Thursday, July 15, 2010

Okay, so I feel I have a better grasp on the whole "anti-facebook" sentiment I have felt as of late... I deliberated on this the other night as I felt my drive to break myself away wane - a sure sign of addiction, don't you think? I mean, it's bad enough I don't just walk away and leave it, cold turkey... but that I was thinking of extending my deadline for exeunt just helps me solidify my theory.

That being said, it is just a theory... but a well supported one - if there are scientific studies on being addicted to porn, surely one can be addicted to all things electronic... I mean, hell, look at Do Androids Dream of Electric Sheep? ... the incessant need to dominate over life... or something like it.

Anyway, what snapped me out of it, really, was the Wikipedia article on Jean-Paul Sartre's (famed French philosopher of the existentialist tract) On Being and Nothingness: An Essay on Phenomenological Ontology, or rather the study of being. Heavy stuff which is WAY above my head... but reading just the article made me want to start reading Sartre. I mean, not just this one book, but perhaps some of his plays as well; No Exit or Huis Clos as it was called in French sounds quite interesting... rather anti-fatalist as it discusses people "existing" eternally in hell, but hey, there you go. I know that it will take me forever, as that is just how I roll, but I feel that his existentialism would help me balance the encroaching fatalism I feel inside... whoa...

Anyway, this totally relates to the whole facebook thing... how?
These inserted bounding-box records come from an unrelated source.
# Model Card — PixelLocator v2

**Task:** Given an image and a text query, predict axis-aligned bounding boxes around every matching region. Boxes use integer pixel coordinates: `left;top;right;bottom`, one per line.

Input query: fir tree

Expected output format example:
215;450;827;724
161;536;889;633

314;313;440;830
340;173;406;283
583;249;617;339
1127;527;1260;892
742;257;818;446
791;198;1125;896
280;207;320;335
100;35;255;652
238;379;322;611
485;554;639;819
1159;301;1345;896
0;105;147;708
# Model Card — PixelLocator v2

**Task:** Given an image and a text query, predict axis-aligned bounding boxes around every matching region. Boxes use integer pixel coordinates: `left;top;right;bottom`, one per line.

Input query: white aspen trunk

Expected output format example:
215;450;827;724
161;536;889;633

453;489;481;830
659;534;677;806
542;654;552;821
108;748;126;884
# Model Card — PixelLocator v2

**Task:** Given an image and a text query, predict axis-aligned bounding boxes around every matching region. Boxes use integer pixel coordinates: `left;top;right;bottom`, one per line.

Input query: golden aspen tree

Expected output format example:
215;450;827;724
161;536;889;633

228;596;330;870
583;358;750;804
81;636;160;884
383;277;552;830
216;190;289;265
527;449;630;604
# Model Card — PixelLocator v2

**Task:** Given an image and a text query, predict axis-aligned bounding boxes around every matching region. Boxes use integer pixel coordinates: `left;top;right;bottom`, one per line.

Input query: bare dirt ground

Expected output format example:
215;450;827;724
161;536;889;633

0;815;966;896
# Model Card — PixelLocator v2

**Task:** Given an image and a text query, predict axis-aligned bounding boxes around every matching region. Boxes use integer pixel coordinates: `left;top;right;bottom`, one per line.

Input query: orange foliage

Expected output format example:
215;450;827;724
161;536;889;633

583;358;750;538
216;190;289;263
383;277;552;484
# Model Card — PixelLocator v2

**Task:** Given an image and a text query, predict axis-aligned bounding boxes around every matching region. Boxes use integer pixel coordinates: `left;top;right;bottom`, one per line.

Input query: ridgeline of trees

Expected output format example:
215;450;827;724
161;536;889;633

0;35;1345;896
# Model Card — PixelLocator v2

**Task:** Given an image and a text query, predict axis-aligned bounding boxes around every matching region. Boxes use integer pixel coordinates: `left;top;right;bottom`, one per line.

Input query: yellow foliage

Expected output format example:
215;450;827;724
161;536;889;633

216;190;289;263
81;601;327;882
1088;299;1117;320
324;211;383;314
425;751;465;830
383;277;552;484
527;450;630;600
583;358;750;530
Well I'll tell you how; the idea behind this opus gripped me from the very description of the introduction in which the subjects of being in itself versus being for itself are portrayed as rather oppositional; "in" implies a lack of consciousness that, in our limited capacity, can only be approximated, and "for" implies that consciousness of something for the validation of the self comes into play. Blows... my... mind.

The first chapter is basically a page from the book of any one's life, whether or not they choose to recognize it, and practically verifies my theory that the road to "happiness" (or at least a path of little resistance) is one most certainly NOT paved in expectation; the Origin of Negation comes from the disappointment or resentment we feel when something expected does not come to pass, or the negation of expectation, at which point Sartre states "it is evident that non-being always appears within the limits of human expectation". From there, he describes the existence of "bad faith", or rather this expectation that we are all generally something that we are not. Now, this sounds initially rather pessimistic, but reading on (in the article, mind you) changed my opinion.

Sartre implies that one can escape bad faith by recognizing that the actual self and the projected self are not the same thing, and that basically, in that you are an existent being, you are not "no thing", you are anything. Anything at all... through effort of course, but abounding in endless possibilities and whatnot. We must realize we are beings who exist and not just some social position or aspect. He qualifies this, though, by saying that the "authentic" being is one who balances the existence, the bad faith in various conditions we must take on, and the nothingness in between. Like... whoa...

Facebook, yes, right... facebook is a condition on which I have taken willingly that I cannot shake. I am not my facebook. My facebook - in a perfect world - should be me, but it is not. I am my own being, endlessly capable, and not defined by online critiques of my e-personality. Therefore, it is my personal theory that the resultant no-thingness that exists between who I actually am and what my facebook portrays me to be (in all its "electric sheep" glory) is the barrier I must pass through (or perhaps through which I must return) in order to be more personally actualized.

Why am I making such a big, (poorly) philosophical fuss about something as trivial as a facebook page? Because I know what it is like to be addicted to something that is only harmless on the surface... addicted the candy from the wolf in sheep's clothing... addicted to routines that are endlessly self-destructive regardless of how we justify them; they may be harmless to the condition which consumes us, but they are poison (POISON!) to the existent being.